Texte intégral
Le Figaro : – Les présidents des conseils généraux redoutent une panne de la décentralisation. Au cours de leur récent congrès, il me semble que vous ne les ayez pas rassurés…
Émile Zuccarelli : – Le gouvernement présente ses intentions et dit ce qu'il va faire. Il doit être jugé à l'aune de ce qu'il fait et de ce qu'il annonce. Mais je dis aux présidents des conseils généraux que leurs suspicions sont paradoxales. N'oublions pas que c'est la gauche qui a fait la décentralisation ! Je leurs dis aussi que 1999 permettra d'approfondir ce qui existe déjà.

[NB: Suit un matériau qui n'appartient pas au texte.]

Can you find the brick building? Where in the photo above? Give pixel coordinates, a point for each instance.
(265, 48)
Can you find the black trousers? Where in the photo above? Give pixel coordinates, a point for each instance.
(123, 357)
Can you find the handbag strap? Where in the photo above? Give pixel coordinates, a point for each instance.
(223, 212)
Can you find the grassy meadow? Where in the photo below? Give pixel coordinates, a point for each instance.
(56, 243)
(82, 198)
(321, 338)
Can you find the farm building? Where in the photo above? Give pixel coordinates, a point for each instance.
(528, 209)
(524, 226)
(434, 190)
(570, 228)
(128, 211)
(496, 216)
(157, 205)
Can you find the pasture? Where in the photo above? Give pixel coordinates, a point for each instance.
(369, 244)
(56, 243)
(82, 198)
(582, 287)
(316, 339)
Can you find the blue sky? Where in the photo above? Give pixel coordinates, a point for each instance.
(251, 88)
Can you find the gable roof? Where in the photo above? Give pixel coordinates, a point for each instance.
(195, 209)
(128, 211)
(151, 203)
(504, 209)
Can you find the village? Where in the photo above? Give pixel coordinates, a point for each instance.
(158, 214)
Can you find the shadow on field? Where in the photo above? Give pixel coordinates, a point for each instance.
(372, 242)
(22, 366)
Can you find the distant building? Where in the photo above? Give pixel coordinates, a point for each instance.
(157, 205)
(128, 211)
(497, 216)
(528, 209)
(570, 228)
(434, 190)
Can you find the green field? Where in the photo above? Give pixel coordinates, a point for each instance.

L'année prochaine sera en effet marquée par trois grands projets : la loi d'orientation et l'aménagement durable du territoire, de Dominique Voynet, la loi sur l'intercommunalité, de Jean-Pierre Chevènement et la loi sur les interventions économiques des collectivités locales, que je déposerai. Trois textes élaborés par des ministres différents, mais dans un grand souci de cohérence.
Le Figaro : – À l'inquiétude manifestée sur l'avenir même des départements, que répondez-vous ?
– J'ai cru en effet déceler une crainte. C'est vrai que, çà et là, j'entends des propos selon lesquels, dans notre paysage national, il y aurait peut-être superposition d'un grand nombre de structures. C'est la raison pour laquelle il a déjà été précisé que le « pays » n'était pas à un niveau d'administration supplémentaire. En tout cas, cela ne veut pas dire que la chose la plus urgente soit de réduire cette éventuelle abondance. Ce n'est pas à l'ordre du jour. J'ai toujours dit que les départements étaient un élément essentiel de la décentralisation.
Le Figaro : – Le gouvernement compte-t-il les associer à la renégociation des contrats de plans État-régions ?
– Je propose – et les textes sont explicites – une démarche participative des départements et des grandes collectivités de la région.
Le Figaro : – Certains élus estiment que les préfets ont déjà tout ficelé et qu'il n'y aura pas de véritable négociation.
– Dans un temps préparatoire, les préfets ont dégagé de grandes lignes. On va les rapprocher de ce que souhaitent les responsables de région, qui font parallèlement le même exercice, et on rassemblera toutes les propositions. La place est ouverte pour une discussion large. On affine la méthode et on va vers une meilleure prise en compte des aspirations de toutes les collectivités concernées.
Le Figaro : – Que répondez-vous aux élus qui se plaignent d'un contrôle par l'État, désormais, de plus de la moitié de la fiscalité locale ?
–Il est bien exact qu'une partie croissante des ressources des collectivités sont des compensations, par l'État, de suppressions ou de réductions de certaines taxes. C'est la contrepartie de la simplification de notre système fiscal, dont l'excessive complexité est reconnue par tous. Et c'est le mérite de ce gouvernement de s'attaquer au problème. Ainsi en est-il de la disparition de la part salariale de la taxe professionnelle. Cela a donné lieu à de nombreuses séances de concertation avec les élus. La compensation a été faite d'une manière honnête, de sorte que les collectivités ne peuvent raisonnablement prétendre qu'elles sont pénalisées. Nous avons un pacte de croissance, et les compensations y participent.
D'autre part, on ne mesure pas le degré d'autonomie des collectivités au montant des taxes qu'elles perçoivent directement. Au Pays-Bas, considérés comme très décentralisés, les collectivités reçoivent la quasi-totalité de leurs ressources de l'État. Elles sont autonomes dans l'utilisation.
Le Figaro : – C'est une forme d'assistanat…
– Mais non ! Mais non ! Il ne faut pas sataniser le fait que l'État assure des péréquations. Ce qui est important, c'est la liberté d'utilisation des ressources pour les collectivités.